1.Decide your unique identifier for each data entry:

A unique identifier is what makes one data entry different from another

A unique identifier helps demarcate one set of data from the other and helps in decision making process. When dealing with multiple attributes associated with a single data entry, there maybe no single entity which can make a data entry unique, but a combination of attributes may make each data entry unique. This will help in making this entry actionable. Additionally, you can add one or two variable entities which can help in decision making for a data entry. Overall, the list should not have more than 5 entities per data entry.

2. Remove Information:
On opening a software, if we’re barraged with too much information, we feel overwhelmed and feel the software is too complex; we don’t know where to begin. Furthermore, this increases the on-boarding-time for new users, before they can actually start working on these softwares with efficiency and confidence. For this purpose, we can keep the unique identifier of the data on top and nest rest everything that does not satisfy the primary use case. This also reduces the server load, as instead of fetching everything in one go, it fetches information as and when required. Here, apart from using secondary pages, you can also use an array of interaction tools like nested lists, popovers and drawers for convenience, and when you want to reduce time in switching between data entries.
A lot depends on what is the decision making process of your users based on context. A listing page in shopping website will be inherently different from a listing page of a troubleshooting for a client servicing team.

3. Group information:
Information of similar kind, can be grouped into categories and fetched together. Depending on your use context, you can call out separate buckets of information. Colour can be used to indicate buckets of information, where the groups are finite. For example status of an aircraft can be arrived, departed, boarding, each status could be in a separate colour. Also think of using UI elements like tags and badges, which help in picking up information in a single glance from the rest due to its form factor. If these are being acted upon separately, you can use tabs to segregate these buckets and then add context-specific actions and insights.

4. Actions: 
Based on the context, you may want users to make some quick actions per data entry or bulk actions for a group of data entries. For this purpose, you may want to keep some extra space to add these buttons (which maybe full text or just icons). Simultaneously, you may want to hide these actions on the first glimpse and disclose them on hover or in an ellipses. Since users read from left to right, it is advisable to add these actions on the right end of the row, so that you are aware that they have consumed the information before performing the action.

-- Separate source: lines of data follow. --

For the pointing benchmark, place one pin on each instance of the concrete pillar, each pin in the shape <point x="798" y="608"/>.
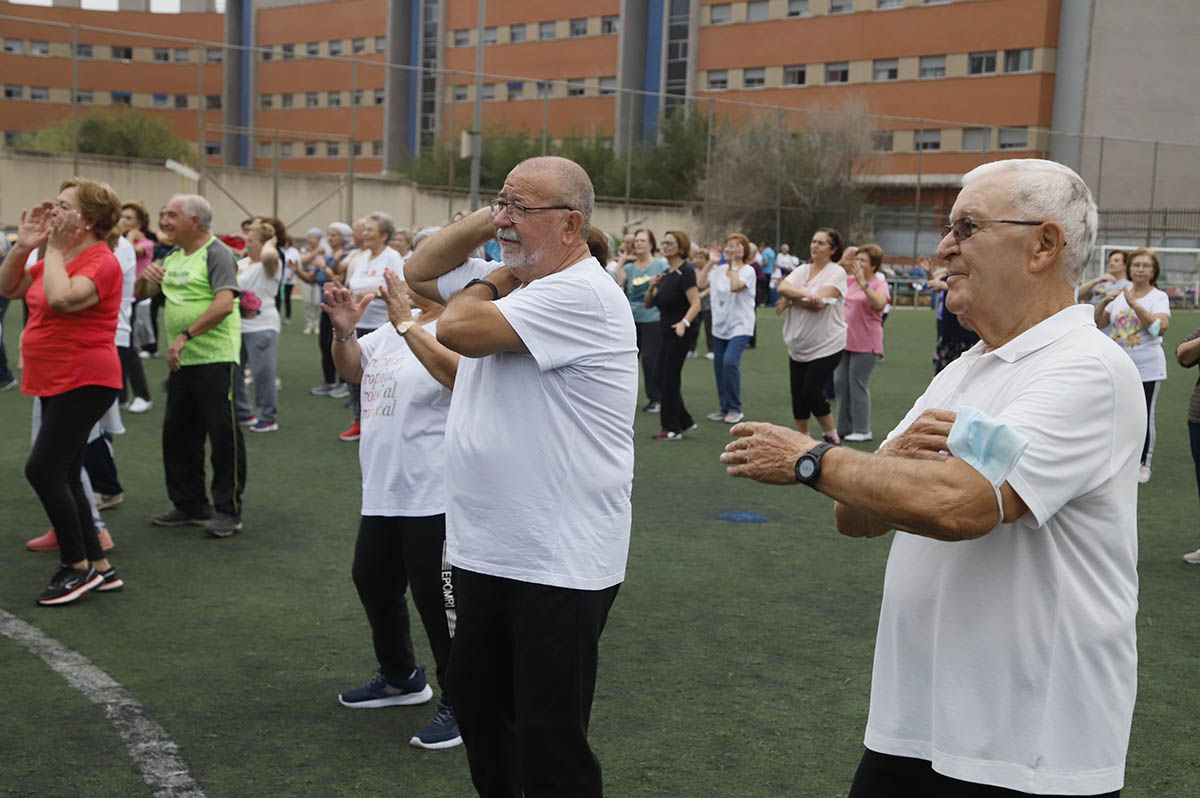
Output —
<point x="402" y="94"/>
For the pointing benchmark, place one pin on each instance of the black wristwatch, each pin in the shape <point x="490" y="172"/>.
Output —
<point x="808" y="467"/>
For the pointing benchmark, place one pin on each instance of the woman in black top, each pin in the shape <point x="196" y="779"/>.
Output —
<point x="676" y="295"/>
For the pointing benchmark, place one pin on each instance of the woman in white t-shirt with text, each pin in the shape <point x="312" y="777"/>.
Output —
<point x="259" y="273"/>
<point x="1137" y="318"/>
<point x="367" y="277"/>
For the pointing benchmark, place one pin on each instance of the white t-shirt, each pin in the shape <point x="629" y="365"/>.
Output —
<point x="367" y="276"/>
<point x="1012" y="659"/>
<point x="1144" y="348"/>
<point x="540" y="445"/>
<point x="127" y="257"/>
<point x="252" y="277"/>
<point x="403" y="429"/>
<point x="732" y="312"/>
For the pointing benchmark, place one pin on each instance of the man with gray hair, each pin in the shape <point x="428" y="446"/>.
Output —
<point x="539" y="473"/>
<point x="199" y="282"/>
<point x="1006" y="660"/>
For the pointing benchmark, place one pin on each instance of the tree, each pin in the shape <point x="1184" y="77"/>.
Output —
<point x="125" y="133"/>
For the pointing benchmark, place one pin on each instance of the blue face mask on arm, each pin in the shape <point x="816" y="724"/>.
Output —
<point x="988" y="445"/>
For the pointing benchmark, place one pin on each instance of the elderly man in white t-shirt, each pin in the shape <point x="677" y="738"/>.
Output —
<point x="539" y="473"/>
<point x="1006" y="659"/>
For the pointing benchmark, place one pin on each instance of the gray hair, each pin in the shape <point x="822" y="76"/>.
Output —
<point x="385" y="223"/>
<point x="574" y="184"/>
<point x="197" y="208"/>
<point x="1050" y="191"/>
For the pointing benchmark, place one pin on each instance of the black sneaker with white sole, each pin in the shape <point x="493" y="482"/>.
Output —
<point x="69" y="585"/>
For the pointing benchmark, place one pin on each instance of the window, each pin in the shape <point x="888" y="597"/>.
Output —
<point x="838" y="72"/>
<point x="927" y="141"/>
<point x="1014" y="138"/>
<point x="1019" y="60"/>
<point x="982" y="63"/>
<point x="931" y="66"/>
<point x="793" y="75"/>
<point x="975" y="138"/>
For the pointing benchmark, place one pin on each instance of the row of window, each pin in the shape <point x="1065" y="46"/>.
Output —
<point x="882" y="70"/>
<point x="547" y="31"/>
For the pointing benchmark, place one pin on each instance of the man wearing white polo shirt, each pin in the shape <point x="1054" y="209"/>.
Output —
<point x="1006" y="659"/>
<point x="539" y="473"/>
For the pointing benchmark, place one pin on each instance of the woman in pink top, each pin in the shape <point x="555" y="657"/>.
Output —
<point x="867" y="295"/>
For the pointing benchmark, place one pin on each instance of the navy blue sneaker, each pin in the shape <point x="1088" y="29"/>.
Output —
<point x="382" y="691"/>
<point x="441" y="732"/>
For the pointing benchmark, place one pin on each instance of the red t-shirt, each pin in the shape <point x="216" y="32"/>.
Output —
<point x="69" y="351"/>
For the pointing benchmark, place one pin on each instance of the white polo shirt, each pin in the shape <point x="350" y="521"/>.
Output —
<point x="540" y="445"/>
<point x="1012" y="660"/>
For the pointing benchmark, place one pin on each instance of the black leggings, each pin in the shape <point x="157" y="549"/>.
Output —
<point x="55" y="462"/>
<point x="808" y="385"/>
<point x="883" y="775"/>
<point x="391" y="553"/>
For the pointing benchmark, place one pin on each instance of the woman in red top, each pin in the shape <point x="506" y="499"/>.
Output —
<point x="71" y="365"/>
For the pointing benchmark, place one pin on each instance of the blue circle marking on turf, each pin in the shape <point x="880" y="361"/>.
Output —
<point x="742" y="517"/>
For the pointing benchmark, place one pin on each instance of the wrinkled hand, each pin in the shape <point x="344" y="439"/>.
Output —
<point x="925" y="438"/>
<point x="765" y="453"/>
<point x="396" y="298"/>
<point x="35" y="226"/>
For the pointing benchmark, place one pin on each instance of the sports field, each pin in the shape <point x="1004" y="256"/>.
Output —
<point x="736" y="661"/>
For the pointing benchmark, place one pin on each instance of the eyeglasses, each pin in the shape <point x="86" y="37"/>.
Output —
<point x="964" y="228"/>
<point x="517" y="213"/>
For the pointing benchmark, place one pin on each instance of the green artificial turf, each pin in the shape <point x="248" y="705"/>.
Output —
<point x="736" y="661"/>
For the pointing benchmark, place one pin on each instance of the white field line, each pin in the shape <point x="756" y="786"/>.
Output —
<point x="154" y="753"/>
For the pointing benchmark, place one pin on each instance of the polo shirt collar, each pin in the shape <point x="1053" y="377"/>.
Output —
<point x="1047" y="331"/>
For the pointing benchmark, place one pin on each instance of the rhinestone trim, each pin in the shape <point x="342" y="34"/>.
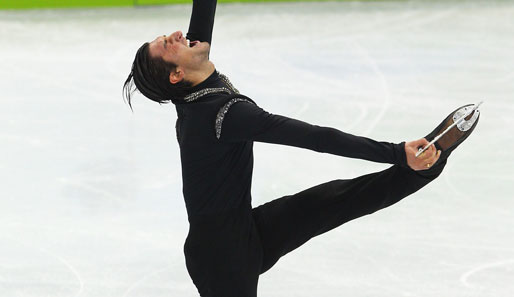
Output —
<point x="223" y="110"/>
<point x="230" y="89"/>
<point x="225" y="79"/>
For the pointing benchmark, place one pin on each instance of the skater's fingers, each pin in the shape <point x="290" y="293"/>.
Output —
<point x="431" y="161"/>
<point x="428" y="153"/>
<point x="420" y="143"/>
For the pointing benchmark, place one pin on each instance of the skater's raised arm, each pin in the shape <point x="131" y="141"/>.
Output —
<point x="202" y="20"/>
<point x="245" y="121"/>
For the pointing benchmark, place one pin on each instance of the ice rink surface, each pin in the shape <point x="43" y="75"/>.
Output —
<point x="91" y="202"/>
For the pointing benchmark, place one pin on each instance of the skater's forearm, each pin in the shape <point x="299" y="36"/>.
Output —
<point x="202" y="20"/>
<point x="336" y="142"/>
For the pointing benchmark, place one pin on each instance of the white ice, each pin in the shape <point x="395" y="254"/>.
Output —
<point x="90" y="195"/>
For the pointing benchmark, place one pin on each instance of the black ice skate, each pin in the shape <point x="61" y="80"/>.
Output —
<point x="453" y="130"/>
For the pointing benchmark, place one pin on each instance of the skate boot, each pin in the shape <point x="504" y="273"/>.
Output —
<point x="453" y="130"/>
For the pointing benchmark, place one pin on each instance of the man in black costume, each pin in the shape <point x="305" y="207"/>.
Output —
<point x="229" y="243"/>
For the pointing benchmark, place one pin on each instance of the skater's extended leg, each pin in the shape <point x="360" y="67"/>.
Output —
<point x="286" y="223"/>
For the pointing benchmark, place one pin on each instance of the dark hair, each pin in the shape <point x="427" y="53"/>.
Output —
<point x="150" y="75"/>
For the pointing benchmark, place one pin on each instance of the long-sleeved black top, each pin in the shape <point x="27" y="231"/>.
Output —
<point x="216" y="128"/>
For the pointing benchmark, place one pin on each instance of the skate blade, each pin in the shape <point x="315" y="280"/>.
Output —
<point x="459" y="120"/>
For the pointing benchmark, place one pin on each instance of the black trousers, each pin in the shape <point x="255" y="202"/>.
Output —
<point x="226" y="253"/>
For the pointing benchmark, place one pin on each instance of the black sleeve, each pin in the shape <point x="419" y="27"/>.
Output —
<point x="245" y="121"/>
<point x="202" y="20"/>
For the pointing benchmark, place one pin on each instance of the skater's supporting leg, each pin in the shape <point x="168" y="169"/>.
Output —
<point x="286" y="223"/>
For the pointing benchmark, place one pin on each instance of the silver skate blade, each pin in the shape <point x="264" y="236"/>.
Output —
<point x="455" y="123"/>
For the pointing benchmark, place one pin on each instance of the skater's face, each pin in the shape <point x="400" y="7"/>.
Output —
<point x="176" y="49"/>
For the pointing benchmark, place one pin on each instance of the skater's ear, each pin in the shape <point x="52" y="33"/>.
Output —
<point x="176" y="75"/>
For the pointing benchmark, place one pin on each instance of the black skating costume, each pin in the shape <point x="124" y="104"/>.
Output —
<point x="230" y="244"/>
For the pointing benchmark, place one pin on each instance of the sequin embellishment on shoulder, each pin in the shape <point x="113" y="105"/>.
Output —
<point x="223" y="110"/>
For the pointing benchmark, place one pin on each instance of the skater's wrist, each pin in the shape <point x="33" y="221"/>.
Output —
<point x="401" y="155"/>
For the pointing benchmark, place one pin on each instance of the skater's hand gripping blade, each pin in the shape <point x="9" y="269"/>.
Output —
<point x="456" y="121"/>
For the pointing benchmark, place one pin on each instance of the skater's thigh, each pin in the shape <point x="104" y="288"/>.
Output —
<point x="223" y="255"/>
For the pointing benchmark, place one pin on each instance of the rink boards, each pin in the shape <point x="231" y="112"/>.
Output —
<point x="29" y="4"/>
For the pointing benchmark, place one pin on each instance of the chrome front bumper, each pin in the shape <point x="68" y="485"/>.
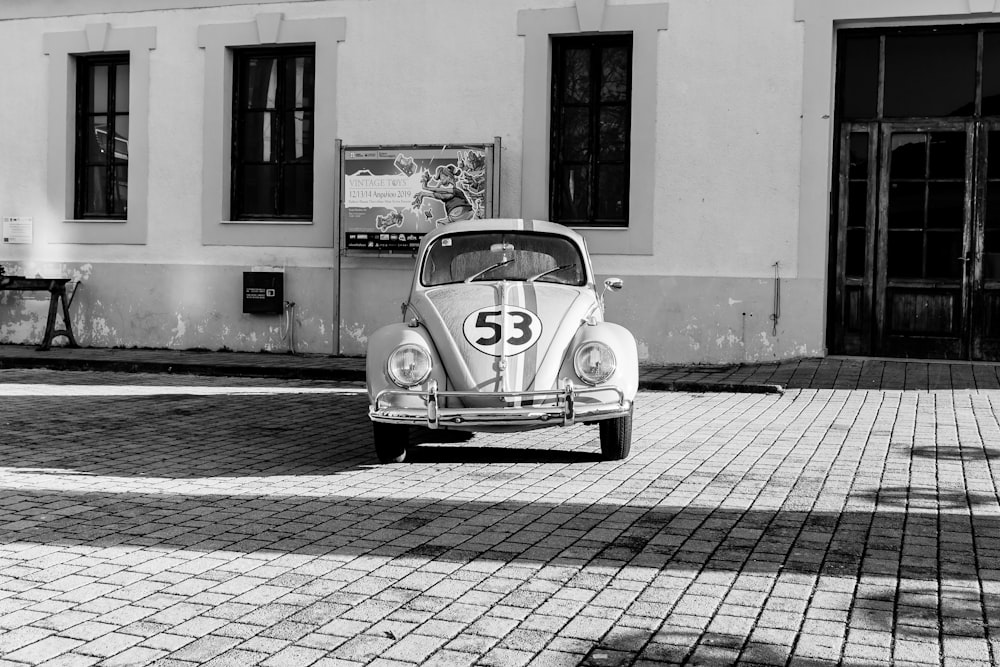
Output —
<point x="561" y="407"/>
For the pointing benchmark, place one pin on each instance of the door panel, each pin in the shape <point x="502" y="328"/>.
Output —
<point x="924" y="216"/>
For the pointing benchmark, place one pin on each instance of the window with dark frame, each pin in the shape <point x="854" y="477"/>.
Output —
<point x="101" y="183"/>
<point x="272" y="149"/>
<point x="590" y="119"/>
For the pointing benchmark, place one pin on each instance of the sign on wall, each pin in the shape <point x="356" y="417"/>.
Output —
<point x="392" y="195"/>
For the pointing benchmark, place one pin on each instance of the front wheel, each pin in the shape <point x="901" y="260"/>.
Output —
<point x="616" y="437"/>
<point x="390" y="441"/>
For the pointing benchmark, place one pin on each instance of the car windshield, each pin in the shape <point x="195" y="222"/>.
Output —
<point x="522" y="256"/>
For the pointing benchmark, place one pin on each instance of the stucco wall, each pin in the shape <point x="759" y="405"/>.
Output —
<point x="725" y="194"/>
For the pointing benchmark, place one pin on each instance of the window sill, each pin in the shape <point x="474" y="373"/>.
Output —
<point x="266" y="222"/>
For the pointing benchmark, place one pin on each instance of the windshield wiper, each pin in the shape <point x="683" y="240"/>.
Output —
<point x="552" y="270"/>
<point x="488" y="269"/>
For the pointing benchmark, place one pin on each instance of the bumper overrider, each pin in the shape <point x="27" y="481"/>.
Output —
<point x="553" y="407"/>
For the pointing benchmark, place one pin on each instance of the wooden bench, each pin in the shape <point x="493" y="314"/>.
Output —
<point x="56" y="287"/>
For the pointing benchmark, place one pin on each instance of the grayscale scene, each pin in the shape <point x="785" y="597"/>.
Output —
<point x="500" y="333"/>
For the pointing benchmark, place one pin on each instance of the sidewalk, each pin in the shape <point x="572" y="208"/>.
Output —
<point x="810" y="373"/>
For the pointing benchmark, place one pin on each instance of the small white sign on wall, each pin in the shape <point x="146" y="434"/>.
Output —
<point x="17" y="229"/>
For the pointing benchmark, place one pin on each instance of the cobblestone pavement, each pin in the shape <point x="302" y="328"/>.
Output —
<point x="183" y="520"/>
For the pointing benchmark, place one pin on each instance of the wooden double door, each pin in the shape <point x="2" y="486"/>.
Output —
<point x="916" y="267"/>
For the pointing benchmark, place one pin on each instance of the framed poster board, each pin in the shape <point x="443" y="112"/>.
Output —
<point x="391" y="196"/>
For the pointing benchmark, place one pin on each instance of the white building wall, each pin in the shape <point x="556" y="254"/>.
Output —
<point x="726" y="184"/>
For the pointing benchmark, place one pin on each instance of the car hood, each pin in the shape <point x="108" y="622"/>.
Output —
<point x="473" y="332"/>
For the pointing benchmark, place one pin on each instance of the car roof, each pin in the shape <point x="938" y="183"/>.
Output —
<point x="504" y="225"/>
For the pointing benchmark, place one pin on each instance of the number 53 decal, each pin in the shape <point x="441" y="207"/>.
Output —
<point x="486" y="329"/>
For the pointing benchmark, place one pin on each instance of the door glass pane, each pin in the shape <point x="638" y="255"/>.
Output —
<point x="121" y="138"/>
<point x="261" y="83"/>
<point x="947" y="159"/>
<point x="906" y="205"/>
<point x="612" y="133"/>
<point x="859" y="77"/>
<point x="855" y="262"/>
<point x="614" y="74"/>
<point x="97" y="138"/>
<point x="611" y="192"/>
<point x="857" y="204"/>
<point x="574" y="192"/>
<point x="905" y="254"/>
<point x="575" y="142"/>
<point x="909" y="156"/>
<point x="121" y="87"/>
<point x="943" y="252"/>
<point x="946" y="204"/>
<point x="858" y="156"/>
<point x="258" y="143"/>
<point x="98" y="89"/>
<point x="930" y="75"/>
<point x="576" y="76"/>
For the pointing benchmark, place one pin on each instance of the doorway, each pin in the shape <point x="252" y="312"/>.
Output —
<point x="915" y="263"/>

Scale these actions to bulk actions to allow agility.

Bulk Actions for lists, activates buttons when item(s) are selected

5. The Controls: Sorts, Searches, and Filters:
A list, by default is always populated on a sort logic. Additionally users like to sort items on different attributes; these attributes need to visible in the first glimpse, and the logic of the sort should always be visible to the user. 
Filters can help in decision making in case of looking for data with a particular criteria, often by nulling out information that doesn’t fit that criteria. Commonly used criteria qualify for quick filters. 
A search is a case of looking for a particular entity, and is exactly the opposite of filters. You can reduce the time taken to search for items with autocomplete suggestions. It also helps to combine the search field for multiple attributes into a single field, where the naming convention can help distinguish different kind of data. There are times when one cannot specifically separate out a search from a filter, and typing in the information maybe easier than looking for, and hence the search and a filter should be placed nearby.
On a data set with a lot of search attributes, it makes sense to hide the lesser used searches and filters in an advanced search, so as to not make the page look overwhelming with controls and reduce complexity.

An advanced search can help in saving real estate as well as reduce complexity of a listing page by making it look less overwhelming

6. Help in readability, navigation and where you are placed in the entire system:
With so much of information upfront, it can be difficult to focus on a single row of data. Highlighting the data on hover can help users focus on the data entry. Moreover, while browsing through all this information, one may feel lost on where they are placed in the list and thus it helps to give an identifier through the information, for example, the no. of items one has browsed (use in case of infinite scroll), or the page no. in the total no. of pages and total no. of results generated. Additionally, if user selects something on top of the list and moved to the bottom of the list, indicate the selection on the interface. Help users bookmark information through large amounts of data.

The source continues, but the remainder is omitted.